The fashion pendulum is in full swing around campus.
That’s right. Tapered jeans are striking back, but this time they have a totally tubular name: skinny jeans. And oh yeah, the acid wash stayed in the Goodwill pile when people threw the jeans there in the early ’90s.
The jeans that once graced Duran Duran concerts now prance down Rodeo Drive and Dan Allen alike.

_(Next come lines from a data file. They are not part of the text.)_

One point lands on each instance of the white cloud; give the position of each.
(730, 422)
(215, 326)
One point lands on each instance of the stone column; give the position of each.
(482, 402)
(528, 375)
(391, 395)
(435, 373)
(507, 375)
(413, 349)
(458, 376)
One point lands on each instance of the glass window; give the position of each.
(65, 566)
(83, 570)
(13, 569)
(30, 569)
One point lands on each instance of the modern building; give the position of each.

Essentially, the form-fitting jeans follow the body’s shape and tighten around the ankles.
“Trendy students look to the celebrities for styles, and Mischa Barton and the Olsen twins coined the new skinny jean fashion,” Laura Newlin, a senior in communication, said.
Newlin did point out waif-like celebrities exhibit the figure of about 1 percent of the female population, so the jeans don’t exactly look great on everyone [insert warning here].
“They look best on long, slender people,” Newlin said. “They flaunt long, thin legs and don’t present other body types as well.”
The jeans can be worn a plethora of ways, but most either tuck the jeans into boots or slide into a pair of pumps.
“We don’t live in a big, metropolitan city, or Colorado, so wearing them tucked into boots looks a bit out of place in good, old Raleigh,” Newlin said.
Monica Adamczyk, a senior in sociology and communication, studied abroad in Poland last spring and said the style was popular in Krakow back in 2005.
“You usually see fashion trends in Europe before you do in the United States,” Adamczyk said. “People are more willing to take a risk with their wardrobe than they are over here.”
The British made the jeans popular from across the pond in the booming metropolis of London and “it” girls put the style on the map. Sienna Miller, queen of bohemian chic, wears the jeans and it didn’t take long for her Hollywood counterparts to don the denim either.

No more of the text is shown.